Tras su paso por el BAFICI, se estrena una de las películas más audaces, provocadoras, desgarradoras y directas del cine argentino de los últimos años.
Son cada vez más esporádicas, pero cada tanto aparecen. Se tratan de películas que, antes que buenas o malas, son importantes. Por su capacidad para incomodar física, mental y moralmente al espectador sin nunca golpearlo por debajo del cinturón, para captar con atención audifónica los sonidos particularísimos que apuñalan el silencio nocturno, para empujar hasta la estratósfera los límites de lo mostrable con una firmeza y seguridad apabullantes, para detenerse en los detalles minúsculos hasta transformarlos en gestos de soledad y desesperación, para regalar uno de los finales más luminosos que se recuerden, por su capacidad para todo eso y más, La noche es importante. Y mucho.
Si es cierto aquello que las generaciones duran 25 años y que, por lo tanto, al Nuevo Cine Argentino (NCA) le queda poco tiempo –si es que le queda-, el Nuevo Nuevo Cine Argentino sería aquel que ancle sus raíces en películas como El estudiante, Cuerpo de letra, Mauro o las de José Celestino Campusano pre-El Perro Molina (¿La noche es el vacío al que Campusano debería haber saltado después de Fantasmas de la ruta?). Esto es; films que no sólo esfuman aún más la línea que separa la ficción de lo real, sino que optan por una retroalimentación que potencia ambas vertientes por igual.
La noche elige el camino de las anteriores enclavándose en un tiempo y espacio concretos, casi despojada de recursos técnicos, munida únicamente por, en este caso, una cámara y un micrófono siempre dispuestos a pegársele al cuerpo del protagonista (el también guionista y director Edgardo Castro). Quizá el homosexual más solitario de la zona de Once y, por qué no, del mundo, palía sus penas embarcándose en trips nocturnos a veces de manera individual y otras acompañado por una amiga travesti que incluyen, en otras cosas, sexo grupal, drogas y alcohol, todo en dosis cosacas.
Castro filma casi enteramente en primeros planos cerrados y extensos, entendiéndose por “extensos” no su duración absoluta, sino relativa: el corte siempre parece venir después de cuando nueve de cada diez montajistas lo harían. En ese sentido, los resultados son impecables: en cada felación, en cada línea de cocaína aspirada, en cada segundo de charla sobre nimiedades en la previa al sexo, en cada regreso solo, siempre solo, a su casa, el protagonista aporta un elemento más a ese rompecabezas que es su complejísimo mundo interior.

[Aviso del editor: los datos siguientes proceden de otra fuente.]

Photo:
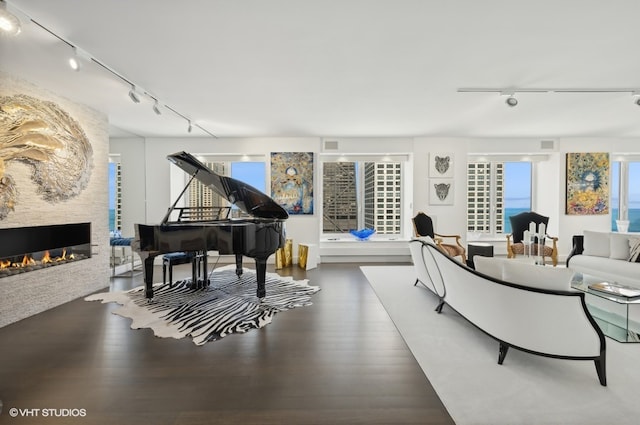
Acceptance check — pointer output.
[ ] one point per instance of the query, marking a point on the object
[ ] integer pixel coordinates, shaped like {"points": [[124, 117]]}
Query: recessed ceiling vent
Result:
{"points": [[330, 145]]}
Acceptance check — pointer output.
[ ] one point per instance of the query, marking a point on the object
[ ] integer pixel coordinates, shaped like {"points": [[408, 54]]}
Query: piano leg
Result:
{"points": [[148, 277], [238, 265], [261, 274]]}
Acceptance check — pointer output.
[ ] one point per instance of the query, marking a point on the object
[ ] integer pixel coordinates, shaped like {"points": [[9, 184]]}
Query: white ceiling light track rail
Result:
{"points": [[511, 91], [13, 24]]}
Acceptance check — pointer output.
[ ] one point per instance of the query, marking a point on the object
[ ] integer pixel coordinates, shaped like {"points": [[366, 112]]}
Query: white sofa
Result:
{"points": [[606, 255], [530, 308]]}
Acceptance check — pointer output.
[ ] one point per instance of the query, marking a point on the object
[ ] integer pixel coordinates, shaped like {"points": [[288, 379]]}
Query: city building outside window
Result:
{"points": [[362, 194], [250, 172], [497, 190]]}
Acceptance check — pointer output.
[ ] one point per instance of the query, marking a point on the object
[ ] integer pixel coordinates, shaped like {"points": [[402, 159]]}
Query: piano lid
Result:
{"points": [[244, 196]]}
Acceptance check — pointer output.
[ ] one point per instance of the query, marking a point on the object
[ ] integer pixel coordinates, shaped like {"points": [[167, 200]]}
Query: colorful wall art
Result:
{"points": [[292, 181], [587, 183]]}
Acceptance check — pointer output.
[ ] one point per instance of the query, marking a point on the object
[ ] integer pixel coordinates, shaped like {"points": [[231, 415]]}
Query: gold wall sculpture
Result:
{"points": [[41, 134]]}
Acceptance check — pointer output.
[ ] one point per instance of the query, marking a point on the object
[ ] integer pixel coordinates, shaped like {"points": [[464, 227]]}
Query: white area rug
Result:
{"points": [[228, 305], [461, 364]]}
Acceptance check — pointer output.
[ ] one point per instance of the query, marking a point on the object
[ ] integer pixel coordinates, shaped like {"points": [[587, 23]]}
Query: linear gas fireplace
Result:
{"points": [[25, 249]]}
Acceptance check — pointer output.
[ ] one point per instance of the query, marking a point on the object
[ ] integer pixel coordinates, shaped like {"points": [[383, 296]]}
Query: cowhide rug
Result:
{"points": [[228, 305]]}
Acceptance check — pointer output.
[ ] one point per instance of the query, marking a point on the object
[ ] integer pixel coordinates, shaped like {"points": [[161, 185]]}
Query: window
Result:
{"points": [[250, 172], [115, 194], [625, 198], [361, 194], [496, 190]]}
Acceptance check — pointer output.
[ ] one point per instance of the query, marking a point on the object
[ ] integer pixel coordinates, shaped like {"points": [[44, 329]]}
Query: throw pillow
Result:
{"points": [[619, 248], [634, 250], [542, 277], [596, 243]]}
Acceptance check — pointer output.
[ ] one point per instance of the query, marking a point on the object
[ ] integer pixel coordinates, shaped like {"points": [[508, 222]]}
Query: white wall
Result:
{"points": [[148, 194]]}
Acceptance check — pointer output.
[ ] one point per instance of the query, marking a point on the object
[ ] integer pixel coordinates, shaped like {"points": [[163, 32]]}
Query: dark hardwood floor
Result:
{"points": [[339, 361]]}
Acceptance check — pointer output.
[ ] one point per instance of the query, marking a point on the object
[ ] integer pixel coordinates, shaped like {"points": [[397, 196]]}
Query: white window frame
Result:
{"points": [[406, 192], [502, 158]]}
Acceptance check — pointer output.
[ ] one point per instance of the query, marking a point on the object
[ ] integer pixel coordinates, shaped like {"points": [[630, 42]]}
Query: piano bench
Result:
{"points": [[173, 259]]}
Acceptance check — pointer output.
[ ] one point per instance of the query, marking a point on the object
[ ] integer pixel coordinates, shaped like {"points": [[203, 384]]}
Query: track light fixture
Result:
{"points": [[11, 20], [9, 23], [79, 56], [511, 101], [133, 95]]}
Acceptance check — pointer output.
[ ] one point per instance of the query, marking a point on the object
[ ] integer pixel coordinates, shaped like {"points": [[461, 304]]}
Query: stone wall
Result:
{"points": [[30, 293]]}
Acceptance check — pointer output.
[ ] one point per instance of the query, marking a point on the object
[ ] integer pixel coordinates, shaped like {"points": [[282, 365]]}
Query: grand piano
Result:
{"points": [[198, 230]]}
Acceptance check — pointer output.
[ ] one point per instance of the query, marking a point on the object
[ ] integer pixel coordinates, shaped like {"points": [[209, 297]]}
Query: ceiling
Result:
{"points": [[339, 68]]}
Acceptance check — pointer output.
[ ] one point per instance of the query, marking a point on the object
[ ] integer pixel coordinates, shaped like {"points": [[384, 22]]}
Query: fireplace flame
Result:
{"points": [[28, 262], [46, 258]]}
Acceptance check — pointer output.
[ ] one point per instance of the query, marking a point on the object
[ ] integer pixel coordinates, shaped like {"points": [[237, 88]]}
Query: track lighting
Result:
{"points": [[133, 95], [511, 101], [156, 107], [9, 23], [79, 56]]}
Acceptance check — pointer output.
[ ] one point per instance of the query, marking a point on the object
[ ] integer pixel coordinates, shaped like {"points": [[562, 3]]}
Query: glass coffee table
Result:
{"points": [[618, 316]]}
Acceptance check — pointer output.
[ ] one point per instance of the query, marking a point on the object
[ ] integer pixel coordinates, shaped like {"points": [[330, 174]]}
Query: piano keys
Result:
{"points": [[257, 236]]}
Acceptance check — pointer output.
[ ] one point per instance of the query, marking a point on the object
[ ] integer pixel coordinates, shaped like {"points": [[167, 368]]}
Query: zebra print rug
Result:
{"points": [[228, 305]]}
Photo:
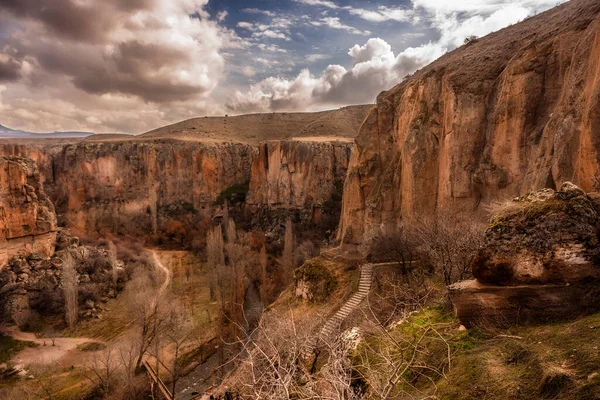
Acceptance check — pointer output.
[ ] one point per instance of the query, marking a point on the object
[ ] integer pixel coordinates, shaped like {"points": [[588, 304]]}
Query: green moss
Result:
{"points": [[91, 346], [322, 282]]}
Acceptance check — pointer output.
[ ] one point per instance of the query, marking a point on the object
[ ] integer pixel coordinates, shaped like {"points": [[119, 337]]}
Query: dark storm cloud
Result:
{"points": [[151, 49], [9, 70], [72, 20]]}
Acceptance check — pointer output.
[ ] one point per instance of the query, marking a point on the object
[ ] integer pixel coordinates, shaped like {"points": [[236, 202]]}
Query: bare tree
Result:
{"points": [[263, 261], [288, 250], [127, 357], [394, 363], [70, 290], [143, 308], [101, 369], [450, 241], [154, 205], [230, 232], [176, 332], [215, 257], [112, 257]]}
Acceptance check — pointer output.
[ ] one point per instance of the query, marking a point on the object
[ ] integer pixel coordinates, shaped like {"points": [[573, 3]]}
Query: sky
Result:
{"points": [[133, 65]]}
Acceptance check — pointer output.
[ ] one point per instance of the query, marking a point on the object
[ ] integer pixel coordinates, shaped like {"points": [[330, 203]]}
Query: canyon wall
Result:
{"points": [[509, 113], [298, 174], [27, 217], [116, 185], [135, 186]]}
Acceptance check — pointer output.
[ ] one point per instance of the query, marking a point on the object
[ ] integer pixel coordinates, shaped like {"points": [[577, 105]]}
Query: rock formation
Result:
{"points": [[501, 116], [298, 174], [27, 217], [540, 261], [103, 185], [180, 171], [31, 283]]}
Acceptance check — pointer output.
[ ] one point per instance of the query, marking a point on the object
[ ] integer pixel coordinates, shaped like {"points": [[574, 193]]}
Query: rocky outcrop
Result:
{"points": [[501, 116], [27, 217], [298, 174], [31, 283], [540, 261], [134, 186]]}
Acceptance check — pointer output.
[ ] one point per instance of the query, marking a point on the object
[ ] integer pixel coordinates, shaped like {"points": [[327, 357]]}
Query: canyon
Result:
{"points": [[514, 111], [111, 183], [27, 218]]}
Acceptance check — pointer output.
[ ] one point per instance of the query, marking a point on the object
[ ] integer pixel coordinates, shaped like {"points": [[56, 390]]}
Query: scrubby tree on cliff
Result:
{"points": [[288, 250], [263, 260], [215, 258], [70, 290], [112, 257], [143, 309], [450, 241]]}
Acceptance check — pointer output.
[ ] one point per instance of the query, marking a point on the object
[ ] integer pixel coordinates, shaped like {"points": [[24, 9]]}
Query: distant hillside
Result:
{"points": [[17, 134], [254, 128]]}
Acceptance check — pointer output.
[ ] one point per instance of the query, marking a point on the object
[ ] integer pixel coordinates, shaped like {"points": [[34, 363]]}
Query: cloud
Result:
{"points": [[382, 14], [375, 67], [152, 49], [10, 70], [335, 23], [481, 6], [257, 11], [320, 3]]}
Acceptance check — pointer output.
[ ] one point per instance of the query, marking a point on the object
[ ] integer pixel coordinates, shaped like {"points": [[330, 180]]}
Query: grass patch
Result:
{"points": [[91, 346], [9, 347]]}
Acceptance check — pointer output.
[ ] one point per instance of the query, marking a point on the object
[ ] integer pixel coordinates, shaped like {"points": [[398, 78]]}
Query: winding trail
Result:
{"points": [[364, 286], [64, 349]]}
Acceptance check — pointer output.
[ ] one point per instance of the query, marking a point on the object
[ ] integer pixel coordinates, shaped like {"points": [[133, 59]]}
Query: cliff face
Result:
{"points": [[27, 217], [512, 112], [109, 185], [298, 174]]}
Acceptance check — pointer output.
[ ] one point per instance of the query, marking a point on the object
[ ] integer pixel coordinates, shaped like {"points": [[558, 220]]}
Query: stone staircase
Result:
{"points": [[332, 324]]}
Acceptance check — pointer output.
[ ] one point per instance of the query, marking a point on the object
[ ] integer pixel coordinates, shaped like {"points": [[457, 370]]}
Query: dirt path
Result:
{"points": [[63, 352]]}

Lúgubre, cruda y honesta visual pero sobre todo emocionalmente, La noche hace de su explicitud –aquí debe haber más sexo que en las otras 399 películas de este BAFICI juntas– un elemento dramático fundacional del relato, diferenciándose de la estilización y el regodeo formalista del cine de, por ejemplo, Gaspar Noé. Por eso Castro acompaña sin enjuiciar, limitándose al acto de mirar y escuchar cómo el hombre se da una y otra vez contra las consecuencias de su soledad. A veces lo hace de cerca, pero otras elige alejarse, como si entendiera que la verdadera intimidad puede ser algo bien distinto a exhibir la anatomía. Y está bien: la última imagen lo dice todo.